Vitamin D receptor polymorphism and colorectal cancer-specific and all-cause mortality
A partir des données de deux cohortes "ESTHER II" et "VERDI" portant sur 1 397 patients atteints de cancer colorectal, cette étude analyse l'association entre des polymorphismes du récepteur de la vitamine D et la mortalité, par cancer et toutes causes confondues
Background : The vitamin D receptor (VDR) gene is present in colorectal cancer (CRC) cells and its genetic variants have been associated with an increased risk of CRC. The association with colorectal cancer prognosis remains widely unexplored.
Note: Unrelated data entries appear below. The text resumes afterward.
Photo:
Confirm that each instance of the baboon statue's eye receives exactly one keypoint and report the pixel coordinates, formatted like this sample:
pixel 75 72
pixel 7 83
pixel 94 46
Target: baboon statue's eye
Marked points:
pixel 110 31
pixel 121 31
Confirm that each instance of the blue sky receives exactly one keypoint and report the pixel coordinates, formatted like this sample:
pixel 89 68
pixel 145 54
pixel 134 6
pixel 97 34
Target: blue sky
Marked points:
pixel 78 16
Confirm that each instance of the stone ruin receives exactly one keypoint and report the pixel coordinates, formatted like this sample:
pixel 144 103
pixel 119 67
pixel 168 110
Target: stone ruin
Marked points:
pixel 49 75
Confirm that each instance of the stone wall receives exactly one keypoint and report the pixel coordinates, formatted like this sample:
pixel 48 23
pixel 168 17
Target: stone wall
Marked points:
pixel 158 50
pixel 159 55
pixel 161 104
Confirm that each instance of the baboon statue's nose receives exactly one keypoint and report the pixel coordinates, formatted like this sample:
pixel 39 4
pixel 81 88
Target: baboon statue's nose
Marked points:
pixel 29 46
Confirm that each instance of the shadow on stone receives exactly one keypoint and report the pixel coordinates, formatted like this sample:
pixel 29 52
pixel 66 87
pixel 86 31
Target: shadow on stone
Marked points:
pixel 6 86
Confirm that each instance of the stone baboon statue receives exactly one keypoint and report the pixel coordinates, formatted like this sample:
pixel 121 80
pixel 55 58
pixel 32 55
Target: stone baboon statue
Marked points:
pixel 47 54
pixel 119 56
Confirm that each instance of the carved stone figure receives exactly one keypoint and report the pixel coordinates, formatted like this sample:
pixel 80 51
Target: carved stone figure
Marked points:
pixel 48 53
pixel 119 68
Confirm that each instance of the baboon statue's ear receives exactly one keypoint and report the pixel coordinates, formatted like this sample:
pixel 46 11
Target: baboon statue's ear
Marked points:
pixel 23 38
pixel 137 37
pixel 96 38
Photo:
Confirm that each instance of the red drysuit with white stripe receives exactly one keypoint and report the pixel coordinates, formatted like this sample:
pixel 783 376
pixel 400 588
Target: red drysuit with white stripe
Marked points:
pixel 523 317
Methods : 1 397 colorectal cancer patients participating in two cancer cohorts (ESTHER II and VERDI) and in a population-based case–control study (DACHS) were followed for 5 years. Unadjusted and adjusted hazard ratios for all-cause mortality (469 events) and CRC-specific mortality (336 events) were estimated for VDR variants rs731236 (TaqI), rs2228570 (FokI), rs11568820 (Cdx2), and rs1989969 (VDR-5132). Results : No association was found between VDR polymorphism and CRC specific and all-cause mortality. Adjusted hazard ratios ranged from 0.79 (95% CI 0.57–1.12) to 1.14 (95% CI 0.89–1.46) for CRC-specific mortality and from 0.89 (95% CI 0.67–1.18) to 1.22 (95% CI 0.99–1.50) for all-cause mortality. All 95% confidence intervals included the null value. Conclusions : Our findings do not support the hypothesis that the common VDR gene variants investigated in this study are of clinical relevance with respect to CRC prognosis.